The number of displaced individuals decreased by approximately 4 percent in 2025, with more than 14.7 million people returning home. The UNHCR recorded 2025 as the period with the highest number of documented returns. At least 117.8 million people worldwide remain forcibly displaced, representing one in 70 individuals globally.

Of the total affected population, 68.6 million are internally displaced within their own countries due to conflict or other crises. Roughly 28.5 million refugees fall under the UNHCR mandate, while 9 million individuals are asylum seekers. An additional 7.2 million people require international protection, and 6 million are Palestinian refugees under the UNRWA mandate.
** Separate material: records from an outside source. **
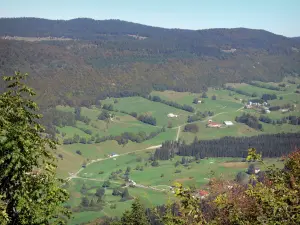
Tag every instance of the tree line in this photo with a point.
(249, 120)
(199, 116)
(294, 120)
(270, 145)
(267, 86)
(184, 107)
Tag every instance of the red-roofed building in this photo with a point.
(213, 124)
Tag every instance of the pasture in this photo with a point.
(155, 181)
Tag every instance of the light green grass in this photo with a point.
(158, 110)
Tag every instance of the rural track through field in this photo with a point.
(102, 159)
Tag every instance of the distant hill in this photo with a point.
(296, 38)
(84, 59)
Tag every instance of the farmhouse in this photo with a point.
(257, 170)
(203, 194)
(171, 115)
(213, 125)
(228, 123)
(285, 110)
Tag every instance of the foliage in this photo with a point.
(28, 186)
(171, 103)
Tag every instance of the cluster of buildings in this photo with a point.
(113, 155)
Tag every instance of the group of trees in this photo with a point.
(267, 97)
(79, 117)
(267, 86)
(271, 145)
(166, 151)
(269, 197)
(147, 119)
(249, 120)
(171, 103)
(230, 88)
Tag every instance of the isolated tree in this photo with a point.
(85, 202)
(242, 178)
(31, 194)
(125, 195)
(92, 203)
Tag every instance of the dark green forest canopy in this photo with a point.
(117, 58)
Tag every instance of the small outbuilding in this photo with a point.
(228, 123)
(171, 115)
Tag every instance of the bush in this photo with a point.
(78, 152)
The UNHCR reports that many refugees returning to their home countries encounter ongoing violence and instability.

Six countries accounted for 92 percent of the total returns: the Democratic Republic of the Congo, Sudan, Syria, Afghanistan, Ukraine, and Myanmar. The DRC and Sudan each recorded 3.6 million returns. Syria recorded 3.3 million returns, Afghanistan recorded 2 million, Ukraine recorded 718,300, and Myanmar recorded 415,200.

In 2023, conflict in Sudan between the Sudanese military and the Rapid Support Forces displaced 1.5 million people. The report stated that in 2023, Israeli airstrikes in the Gaza Strip displaced nearly all of the territory's 2.3 million residents. A war in Ukraine beginning in 2022 resulted in 5.7 million people fleeing the country within a year. Seventy-two percent of global refugees originate from seven countries, including Venezuela, Palestine, Ukraine, Syria, Afghanistan, Sudan, and South Sudan.

The U.N. established the Refugee Convention in 1951 to protect refugee rights in Europe after World War II. At that time, 2.1 million refugees were recorded. The convention expanded in 1967 to cover worldwide displacement. By 1980, U.N. records indicated the refugee count had surpassed 10 million. Records showed refugee numbers reached 20 million by 1990, driven by conflicts in Afghanistan and Ethiopia during the 1980s. Records indicated the U.S. invasion of Afghanistan in 2001 and Iraq in 2003, alongside civil wars in South Sudan and Syria, contributed to refugee numbers exceeding 30 million by the end of 2021.

No independent assessment was available for this report.